Collected Works of Zane Grey, page 1361
“All that takes time, Kit,” said Bradway earnestly.
“I will be in town tomorrow or Sunday,” said Kit. “Oh, I can’t take seriously what you say, but I’ll try to think of everything. Go now, Lincoln, so that you’ll get back to town before daylight. I wouldn’t want it known that you had been here.”
She kissed him good-by and pushed him away from the window. He laid her gun on the sill. He could not refrain from taking a last look at her in the moonlight: white shoulders, white arms, white face standing out against the ebony of her loosened hair. Then he wheeled and ran out under the trees to the road.
Now that he had left Lucy and Kit behind him all that had been lonesome in the valley seemed accentuated: only the faraway howling of wolves broke the unearthly silence. As the cowboy strode through the sage he soon lost the sucking, gurgling sound of the river. He reached the edge of the willows where he had tethered his horse.
He found Bay asleep with the nosebag still hanging over one ear. The sight of his faithful horse gave Linc a warm feeling of security. He mounted and was soon out upon the valley bottom. The sage was thick and tall and the ground was full of burrows, which made traveling painfully slow. He had purposely turned off the trail because it was too close to the ranch house.

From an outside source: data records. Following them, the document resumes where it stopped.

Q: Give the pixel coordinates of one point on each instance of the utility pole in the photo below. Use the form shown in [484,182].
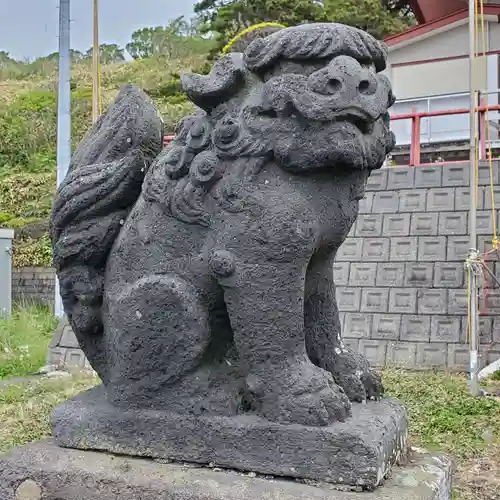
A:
[63,113]
[96,97]
[473,252]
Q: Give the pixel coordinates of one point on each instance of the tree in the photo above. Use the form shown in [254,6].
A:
[226,18]
[108,53]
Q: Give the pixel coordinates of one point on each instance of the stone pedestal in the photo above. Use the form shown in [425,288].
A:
[358,452]
[46,471]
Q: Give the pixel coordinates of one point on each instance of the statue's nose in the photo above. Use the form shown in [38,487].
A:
[344,76]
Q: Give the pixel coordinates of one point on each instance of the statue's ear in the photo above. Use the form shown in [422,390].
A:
[223,81]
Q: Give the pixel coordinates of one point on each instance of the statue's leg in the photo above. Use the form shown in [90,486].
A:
[265,301]
[324,344]
[157,330]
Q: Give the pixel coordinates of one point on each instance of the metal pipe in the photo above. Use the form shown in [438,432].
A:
[95,64]
[473,253]
[63,113]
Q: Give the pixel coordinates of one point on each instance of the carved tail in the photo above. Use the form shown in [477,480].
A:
[103,183]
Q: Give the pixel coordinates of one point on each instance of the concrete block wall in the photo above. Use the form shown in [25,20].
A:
[33,284]
[400,276]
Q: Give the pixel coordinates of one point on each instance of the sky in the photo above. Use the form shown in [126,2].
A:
[29,28]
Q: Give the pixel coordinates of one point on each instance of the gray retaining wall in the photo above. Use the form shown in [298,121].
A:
[400,275]
[33,284]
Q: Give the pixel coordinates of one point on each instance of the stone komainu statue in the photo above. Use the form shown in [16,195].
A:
[198,277]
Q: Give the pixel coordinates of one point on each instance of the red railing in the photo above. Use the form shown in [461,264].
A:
[416,118]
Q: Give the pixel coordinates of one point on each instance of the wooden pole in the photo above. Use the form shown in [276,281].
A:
[95,64]
[473,252]
[63,114]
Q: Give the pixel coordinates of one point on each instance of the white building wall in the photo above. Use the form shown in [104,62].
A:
[441,83]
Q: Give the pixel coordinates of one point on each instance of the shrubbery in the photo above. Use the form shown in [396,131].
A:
[28,135]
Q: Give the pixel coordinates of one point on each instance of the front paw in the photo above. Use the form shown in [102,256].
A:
[304,394]
[354,374]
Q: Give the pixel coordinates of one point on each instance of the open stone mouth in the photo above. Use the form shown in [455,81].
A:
[366,126]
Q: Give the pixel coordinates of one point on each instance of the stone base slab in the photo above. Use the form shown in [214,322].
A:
[46,471]
[358,452]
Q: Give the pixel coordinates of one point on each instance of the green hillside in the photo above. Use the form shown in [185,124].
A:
[28,118]
[28,91]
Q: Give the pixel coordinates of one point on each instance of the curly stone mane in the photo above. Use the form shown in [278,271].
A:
[213,148]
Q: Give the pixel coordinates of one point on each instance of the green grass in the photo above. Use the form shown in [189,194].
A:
[24,339]
[25,408]
[444,417]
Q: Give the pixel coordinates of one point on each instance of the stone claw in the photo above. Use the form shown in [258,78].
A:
[353,373]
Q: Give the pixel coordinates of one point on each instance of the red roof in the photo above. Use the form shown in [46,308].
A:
[434,23]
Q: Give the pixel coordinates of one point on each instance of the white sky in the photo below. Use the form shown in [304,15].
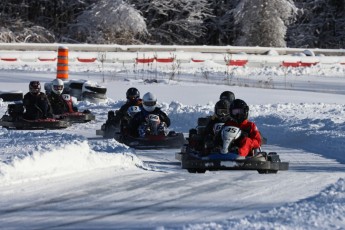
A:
[61,180]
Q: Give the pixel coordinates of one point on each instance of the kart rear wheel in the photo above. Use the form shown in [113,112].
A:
[267,171]
[196,170]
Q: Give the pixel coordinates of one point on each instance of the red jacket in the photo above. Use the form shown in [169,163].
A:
[251,139]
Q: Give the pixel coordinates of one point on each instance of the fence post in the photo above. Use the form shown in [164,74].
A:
[62,63]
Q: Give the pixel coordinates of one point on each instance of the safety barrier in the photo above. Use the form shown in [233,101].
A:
[303,58]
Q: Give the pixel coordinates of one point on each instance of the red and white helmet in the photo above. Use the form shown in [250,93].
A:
[149,102]
[57,86]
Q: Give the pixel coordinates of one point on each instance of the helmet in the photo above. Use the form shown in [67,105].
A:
[132,94]
[227,95]
[221,110]
[57,86]
[239,110]
[34,87]
[149,102]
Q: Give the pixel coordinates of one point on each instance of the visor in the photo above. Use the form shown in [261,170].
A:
[222,112]
[149,103]
[58,87]
[237,111]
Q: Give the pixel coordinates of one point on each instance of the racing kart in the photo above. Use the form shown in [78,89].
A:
[153,139]
[225,157]
[13,119]
[76,117]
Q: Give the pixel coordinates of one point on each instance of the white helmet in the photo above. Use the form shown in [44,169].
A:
[57,86]
[149,102]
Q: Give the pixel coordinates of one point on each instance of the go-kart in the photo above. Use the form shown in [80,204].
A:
[151,139]
[14,119]
[225,157]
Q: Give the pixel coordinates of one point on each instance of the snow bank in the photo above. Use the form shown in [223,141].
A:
[38,155]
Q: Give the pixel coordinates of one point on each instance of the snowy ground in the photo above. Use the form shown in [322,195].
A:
[62,180]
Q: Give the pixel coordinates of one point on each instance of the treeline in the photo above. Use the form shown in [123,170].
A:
[272,23]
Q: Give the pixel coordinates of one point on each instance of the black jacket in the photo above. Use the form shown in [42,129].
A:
[36,106]
[59,105]
[140,118]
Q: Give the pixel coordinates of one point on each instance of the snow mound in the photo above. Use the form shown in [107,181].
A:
[50,154]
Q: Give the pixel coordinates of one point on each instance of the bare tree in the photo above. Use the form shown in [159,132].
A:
[264,22]
[320,23]
[175,21]
[109,22]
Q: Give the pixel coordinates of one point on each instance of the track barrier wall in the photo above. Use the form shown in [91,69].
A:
[250,57]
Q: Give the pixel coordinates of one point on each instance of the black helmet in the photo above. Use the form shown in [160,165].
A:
[221,110]
[34,87]
[132,94]
[239,110]
[227,95]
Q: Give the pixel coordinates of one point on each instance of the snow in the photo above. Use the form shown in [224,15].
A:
[69,179]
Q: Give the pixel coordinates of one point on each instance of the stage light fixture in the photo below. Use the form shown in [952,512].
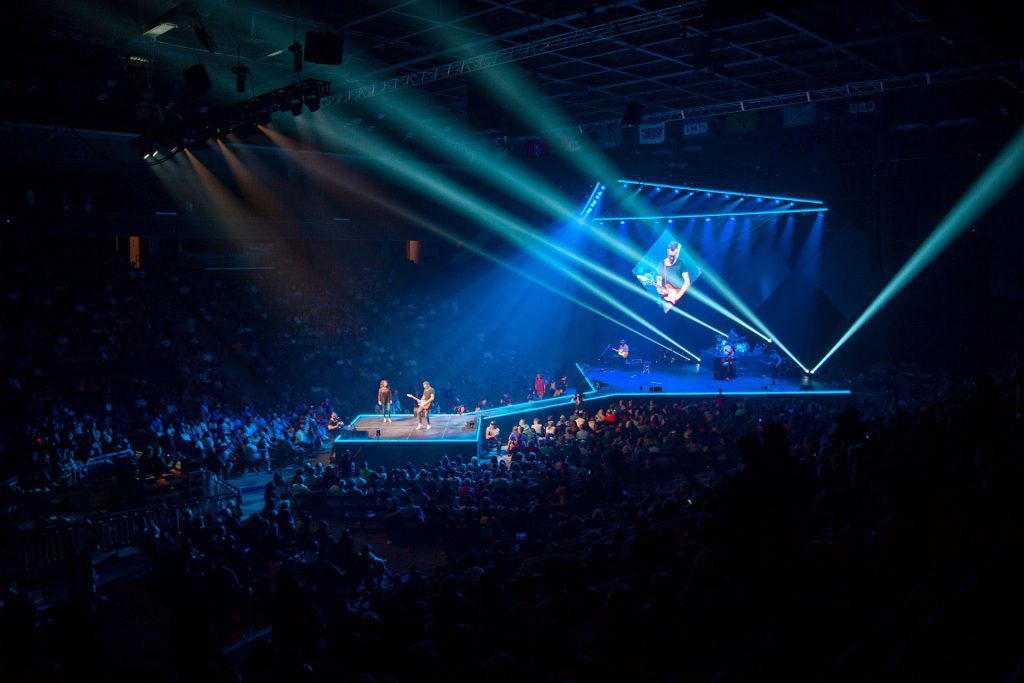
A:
[160,29]
[241,74]
[296,49]
[202,34]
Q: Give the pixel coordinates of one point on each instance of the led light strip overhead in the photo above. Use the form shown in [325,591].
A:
[724,193]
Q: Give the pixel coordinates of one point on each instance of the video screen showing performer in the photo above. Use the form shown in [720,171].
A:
[667,270]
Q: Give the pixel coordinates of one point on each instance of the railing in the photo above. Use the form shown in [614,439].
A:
[40,549]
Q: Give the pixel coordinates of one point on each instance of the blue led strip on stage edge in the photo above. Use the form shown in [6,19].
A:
[591,202]
[715,215]
[717,191]
[589,383]
[806,392]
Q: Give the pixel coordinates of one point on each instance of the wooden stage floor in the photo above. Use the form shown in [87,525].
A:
[444,427]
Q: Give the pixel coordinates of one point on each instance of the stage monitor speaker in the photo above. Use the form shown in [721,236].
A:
[197,80]
[325,48]
[633,114]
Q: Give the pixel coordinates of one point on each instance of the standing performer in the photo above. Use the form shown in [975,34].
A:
[775,360]
[675,278]
[729,364]
[423,406]
[384,400]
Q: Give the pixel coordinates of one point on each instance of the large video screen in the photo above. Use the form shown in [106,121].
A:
[667,270]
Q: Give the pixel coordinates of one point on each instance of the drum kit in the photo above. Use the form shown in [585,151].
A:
[724,346]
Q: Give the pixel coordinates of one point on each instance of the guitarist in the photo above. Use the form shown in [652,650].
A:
[423,406]
[674,279]
[623,350]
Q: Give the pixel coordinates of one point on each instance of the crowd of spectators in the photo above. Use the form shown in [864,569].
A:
[727,541]
[649,541]
[230,370]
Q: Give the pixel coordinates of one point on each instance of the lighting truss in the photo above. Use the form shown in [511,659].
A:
[855,89]
[240,118]
[610,30]
[767,212]
[725,193]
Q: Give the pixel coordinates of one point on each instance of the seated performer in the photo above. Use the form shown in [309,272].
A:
[384,400]
[623,350]
[423,406]
[729,364]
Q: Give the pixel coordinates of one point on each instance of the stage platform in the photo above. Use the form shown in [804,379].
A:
[402,428]
[399,441]
[693,379]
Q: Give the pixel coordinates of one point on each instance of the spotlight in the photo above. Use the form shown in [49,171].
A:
[241,74]
[202,34]
[296,49]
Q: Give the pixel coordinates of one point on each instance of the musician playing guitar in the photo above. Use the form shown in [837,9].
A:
[673,281]
[423,406]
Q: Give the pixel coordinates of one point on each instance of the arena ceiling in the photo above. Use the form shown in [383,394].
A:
[91,63]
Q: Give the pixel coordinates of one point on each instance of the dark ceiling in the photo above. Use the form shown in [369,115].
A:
[88,63]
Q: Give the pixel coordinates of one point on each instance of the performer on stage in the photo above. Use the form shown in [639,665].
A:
[675,278]
[423,406]
[384,400]
[729,364]
[334,426]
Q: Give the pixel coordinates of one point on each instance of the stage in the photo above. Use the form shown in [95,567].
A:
[402,428]
[694,379]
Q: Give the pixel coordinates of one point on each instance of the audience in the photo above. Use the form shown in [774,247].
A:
[727,540]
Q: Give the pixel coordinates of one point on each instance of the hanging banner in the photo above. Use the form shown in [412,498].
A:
[696,128]
[800,115]
[742,123]
[652,133]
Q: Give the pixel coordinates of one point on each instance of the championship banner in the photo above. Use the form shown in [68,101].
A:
[742,123]
[695,127]
[800,115]
[652,133]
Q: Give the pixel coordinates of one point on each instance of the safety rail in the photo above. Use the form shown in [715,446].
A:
[94,464]
[39,549]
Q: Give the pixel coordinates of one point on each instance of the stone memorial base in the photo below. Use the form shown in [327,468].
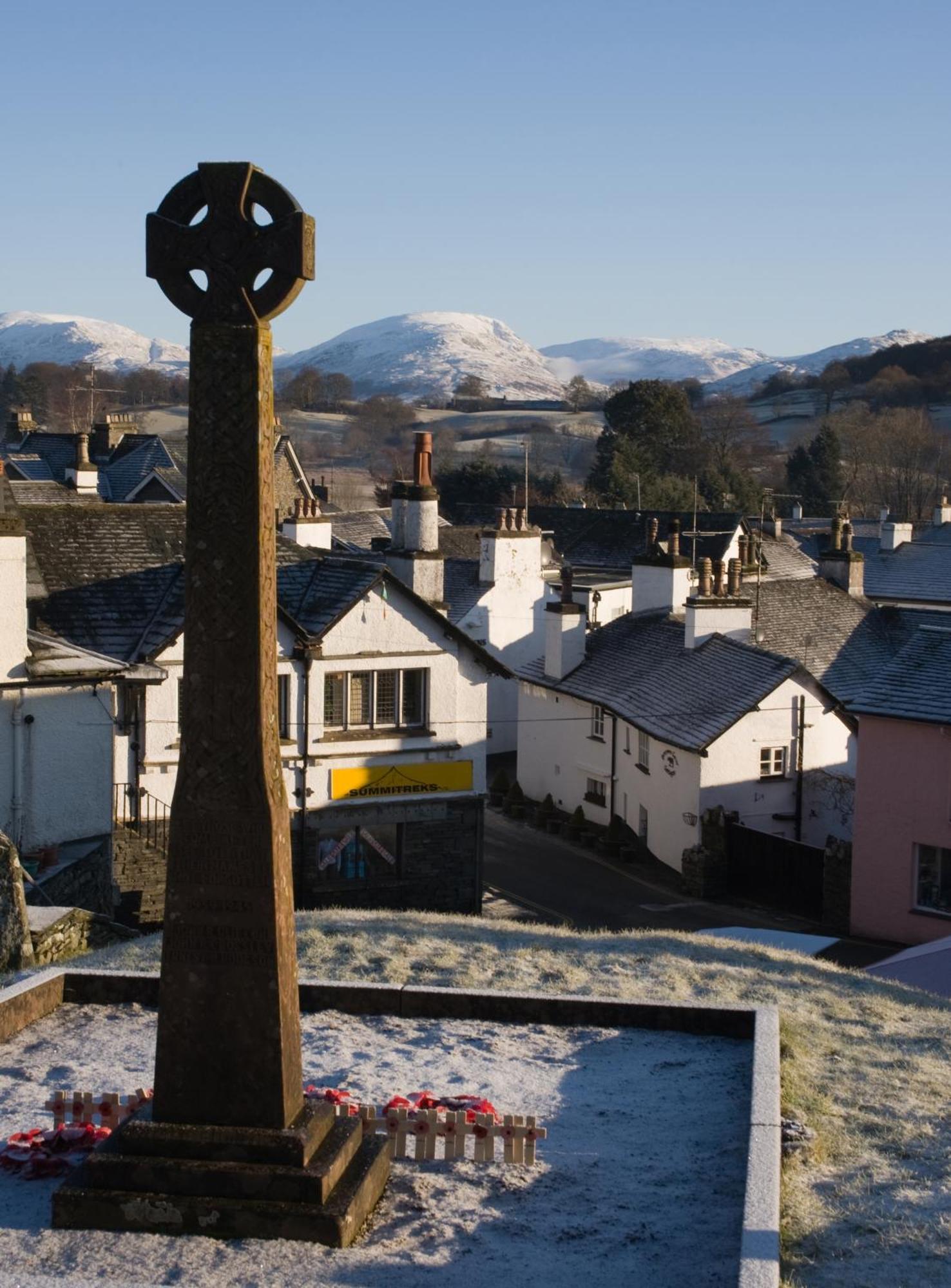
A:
[318,1180]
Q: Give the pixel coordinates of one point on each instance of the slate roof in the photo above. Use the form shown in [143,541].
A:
[610,539]
[75,545]
[128,471]
[917,686]
[462,587]
[50,493]
[639,668]
[841,639]
[917,573]
[44,457]
[110,579]
[785,560]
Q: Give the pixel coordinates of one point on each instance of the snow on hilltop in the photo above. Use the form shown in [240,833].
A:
[604,361]
[55,338]
[812,364]
[426,355]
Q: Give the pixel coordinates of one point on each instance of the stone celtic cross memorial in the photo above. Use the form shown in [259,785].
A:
[229,1146]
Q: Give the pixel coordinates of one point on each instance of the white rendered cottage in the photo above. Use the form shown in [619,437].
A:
[657,718]
[382,701]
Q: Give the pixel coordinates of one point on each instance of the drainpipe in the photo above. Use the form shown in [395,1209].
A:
[614,764]
[801,739]
[17,776]
[306,759]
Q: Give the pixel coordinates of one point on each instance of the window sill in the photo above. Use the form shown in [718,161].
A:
[377,735]
[931,913]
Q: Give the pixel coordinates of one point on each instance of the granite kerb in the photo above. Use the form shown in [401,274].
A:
[32,999]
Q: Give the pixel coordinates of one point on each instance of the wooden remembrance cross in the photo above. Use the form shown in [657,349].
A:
[229,1048]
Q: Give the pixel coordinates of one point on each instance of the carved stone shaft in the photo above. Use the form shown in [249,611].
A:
[229,1048]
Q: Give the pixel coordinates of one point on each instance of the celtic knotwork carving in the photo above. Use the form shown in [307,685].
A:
[229,247]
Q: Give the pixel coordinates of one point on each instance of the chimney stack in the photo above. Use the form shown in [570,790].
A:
[565,632]
[83,475]
[309,527]
[840,564]
[895,535]
[414,553]
[660,579]
[110,432]
[511,553]
[711,612]
[20,423]
[14,619]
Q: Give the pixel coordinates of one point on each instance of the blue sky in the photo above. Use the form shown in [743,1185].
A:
[769,173]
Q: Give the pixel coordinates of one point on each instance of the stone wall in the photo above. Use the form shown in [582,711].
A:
[84,884]
[704,874]
[15,936]
[75,932]
[440,866]
[140,870]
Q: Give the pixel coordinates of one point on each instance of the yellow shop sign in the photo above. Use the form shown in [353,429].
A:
[381,781]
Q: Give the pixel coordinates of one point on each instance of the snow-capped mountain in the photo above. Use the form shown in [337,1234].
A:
[610,359]
[812,364]
[426,355]
[55,338]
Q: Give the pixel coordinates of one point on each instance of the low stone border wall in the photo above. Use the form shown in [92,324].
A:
[760,1251]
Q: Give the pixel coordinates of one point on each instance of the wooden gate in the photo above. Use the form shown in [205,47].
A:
[775,871]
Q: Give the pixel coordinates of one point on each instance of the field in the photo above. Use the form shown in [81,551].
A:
[865,1063]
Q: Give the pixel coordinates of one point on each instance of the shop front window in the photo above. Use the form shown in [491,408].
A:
[358,856]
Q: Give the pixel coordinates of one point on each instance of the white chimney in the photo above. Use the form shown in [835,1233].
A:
[309,527]
[716,610]
[660,579]
[895,535]
[417,562]
[565,632]
[14,614]
[511,552]
[840,564]
[83,475]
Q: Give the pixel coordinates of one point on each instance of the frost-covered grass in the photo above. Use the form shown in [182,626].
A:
[867,1062]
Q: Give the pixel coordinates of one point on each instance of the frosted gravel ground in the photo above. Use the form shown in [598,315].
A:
[641,1182]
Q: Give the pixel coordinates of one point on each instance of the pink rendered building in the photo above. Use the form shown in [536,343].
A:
[901,861]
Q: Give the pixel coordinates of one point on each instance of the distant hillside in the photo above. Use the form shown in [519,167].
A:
[427,355]
[608,360]
[814,364]
[928,360]
[68,341]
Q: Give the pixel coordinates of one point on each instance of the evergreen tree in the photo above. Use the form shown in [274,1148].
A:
[815,472]
[650,431]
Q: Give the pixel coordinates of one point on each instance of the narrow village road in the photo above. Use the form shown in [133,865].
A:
[564,884]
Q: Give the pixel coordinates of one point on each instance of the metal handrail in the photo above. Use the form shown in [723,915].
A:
[144,813]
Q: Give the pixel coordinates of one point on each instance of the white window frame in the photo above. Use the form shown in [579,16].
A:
[944,857]
[284,706]
[372,723]
[596,793]
[773,763]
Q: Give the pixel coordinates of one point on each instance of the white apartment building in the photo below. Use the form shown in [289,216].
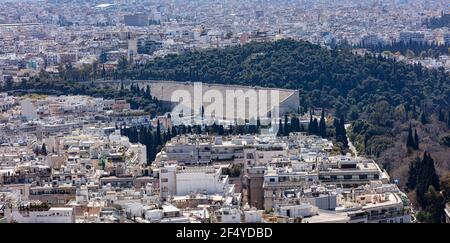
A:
[52,215]
[180,181]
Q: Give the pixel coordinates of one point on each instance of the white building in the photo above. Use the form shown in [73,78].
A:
[52,215]
[180,181]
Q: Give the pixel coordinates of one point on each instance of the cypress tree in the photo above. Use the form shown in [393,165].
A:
[174,131]
[322,125]
[441,116]
[148,92]
[158,134]
[410,144]
[295,124]
[44,149]
[189,129]
[315,127]
[423,118]
[286,128]
[448,120]
[412,174]
[426,177]
[416,140]
[280,129]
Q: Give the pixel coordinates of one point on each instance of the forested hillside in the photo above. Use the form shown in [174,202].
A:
[379,96]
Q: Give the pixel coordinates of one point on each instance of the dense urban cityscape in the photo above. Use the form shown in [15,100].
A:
[100,120]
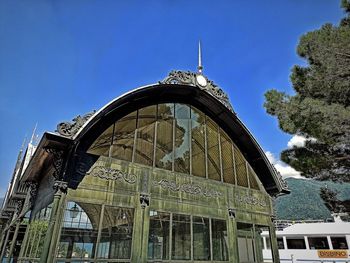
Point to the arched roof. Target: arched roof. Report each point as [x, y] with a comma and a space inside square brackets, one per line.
[182, 87]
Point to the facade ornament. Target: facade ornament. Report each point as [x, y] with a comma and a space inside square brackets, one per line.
[281, 181]
[144, 200]
[18, 206]
[57, 161]
[231, 213]
[250, 200]
[69, 129]
[200, 81]
[112, 174]
[189, 188]
[60, 187]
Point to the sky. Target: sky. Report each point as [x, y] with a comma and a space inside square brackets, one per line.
[59, 59]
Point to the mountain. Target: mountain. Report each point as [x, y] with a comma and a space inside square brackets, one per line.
[304, 201]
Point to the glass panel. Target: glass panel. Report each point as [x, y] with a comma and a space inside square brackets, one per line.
[103, 143]
[213, 150]
[79, 231]
[37, 232]
[145, 135]
[116, 233]
[227, 158]
[158, 239]
[245, 242]
[252, 178]
[181, 239]
[219, 239]
[198, 142]
[164, 149]
[339, 243]
[201, 239]
[262, 233]
[182, 139]
[241, 169]
[318, 243]
[123, 142]
[280, 243]
[296, 243]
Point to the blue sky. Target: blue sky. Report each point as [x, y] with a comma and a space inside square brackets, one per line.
[62, 58]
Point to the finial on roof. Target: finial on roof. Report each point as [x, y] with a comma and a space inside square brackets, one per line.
[200, 67]
[33, 134]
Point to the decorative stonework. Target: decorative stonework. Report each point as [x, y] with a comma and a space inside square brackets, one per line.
[231, 213]
[112, 174]
[187, 188]
[250, 200]
[57, 156]
[190, 78]
[60, 187]
[144, 200]
[19, 206]
[69, 129]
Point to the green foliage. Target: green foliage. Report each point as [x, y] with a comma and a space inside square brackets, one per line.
[304, 201]
[320, 108]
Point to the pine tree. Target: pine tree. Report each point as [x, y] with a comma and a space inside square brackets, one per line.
[320, 108]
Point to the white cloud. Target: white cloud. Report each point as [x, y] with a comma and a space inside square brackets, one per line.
[285, 170]
[298, 141]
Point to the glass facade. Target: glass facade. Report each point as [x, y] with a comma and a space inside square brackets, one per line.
[180, 138]
[37, 231]
[186, 237]
[251, 242]
[91, 231]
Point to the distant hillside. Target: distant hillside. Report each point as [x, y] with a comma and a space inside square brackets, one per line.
[304, 201]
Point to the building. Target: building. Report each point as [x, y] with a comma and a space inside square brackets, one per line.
[164, 173]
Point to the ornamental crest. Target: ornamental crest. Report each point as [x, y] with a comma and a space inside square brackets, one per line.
[200, 81]
[69, 129]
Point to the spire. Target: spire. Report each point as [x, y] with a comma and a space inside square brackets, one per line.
[200, 67]
[33, 134]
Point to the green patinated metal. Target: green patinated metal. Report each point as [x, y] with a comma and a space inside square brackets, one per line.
[90, 206]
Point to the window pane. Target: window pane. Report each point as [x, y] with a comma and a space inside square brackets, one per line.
[213, 150]
[280, 243]
[227, 158]
[158, 239]
[198, 142]
[219, 239]
[318, 243]
[262, 233]
[241, 170]
[79, 231]
[181, 239]
[145, 135]
[252, 178]
[164, 149]
[339, 243]
[201, 239]
[102, 144]
[124, 133]
[116, 233]
[182, 139]
[296, 243]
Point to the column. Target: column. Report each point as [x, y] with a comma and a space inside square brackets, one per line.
[5, 244]
[14, 239]
[232, 237]
[141, 227]
[274, 246]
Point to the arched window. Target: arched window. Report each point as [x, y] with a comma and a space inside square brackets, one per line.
[176, 137]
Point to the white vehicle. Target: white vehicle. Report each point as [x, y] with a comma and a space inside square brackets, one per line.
[311, 242]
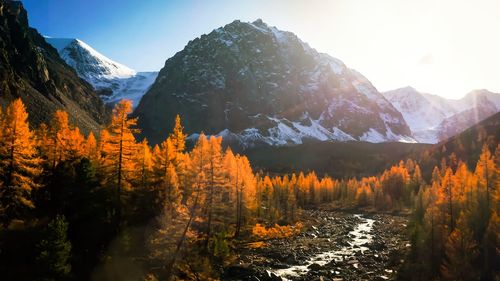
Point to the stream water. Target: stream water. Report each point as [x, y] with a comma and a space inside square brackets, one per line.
[360, 236]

As he rode he tried to recapture the glow that his short whispered conversation with Lucy had stirred in him, also the new feeling of respect and admiration for the Maverick Queen. That she had satisfied him that the change in her way of life was to be permanent pleased him, but that she refused to leave the country without him, however, presented an almost insurmountable problem. When the time came to go away it would be Lucy, not Kit, who would ride with him. That time had not yet come. There still were some things he had to know. In that respect the night’s adventure had not been completely successful. Jim Weston’s murder had taken place on this very ranch. Kit had not admitted it, but she had admitted to the responsibility for “several cowboys’ deaths.” Then the time would come when Kit would have to be told about his and Lucy’s marriage. Meanwhile, he was still reluctant to leave the beautiful, fragrant, colorful, verdant Wyoming country. If the land at the headwaters of the Sweetwater was all Lucy claimed it to be, he wanted above all to make a home for her there. It was perhaps too close to South Pass and the valley where Jim had met his death, but it was far enough away so that they never would need to visit it again.
When Bradway reached the road, he urged Bay to a swift, ground-gaining lope. At the base of the escarpment he slowed Bay to a walk, and the horse easily climbed the zigzag road to the summit. Lincoln did not look back. The moon had gone; its light had dimmed to the darkness that precedes the gray of dawn. Once more the cowboy urged his mount to a lope and soon covered the distance to the mining camp. He approached by the roundabout way, reaching the livery stable before daylight and without being seen. Putting Bay away in his stall he hurried to his lodgings and went to bed.
The next day Linc did not venture out until evening. He did not meet his friends at the restaurant nor on the street afterward. He remained clear of the stores and saloons. He avoided the vicinity of Emery’s hall because he did not want to risk meeting Kit Bandon there. He walked the streets until he was tired; then again he returned to his lodgings.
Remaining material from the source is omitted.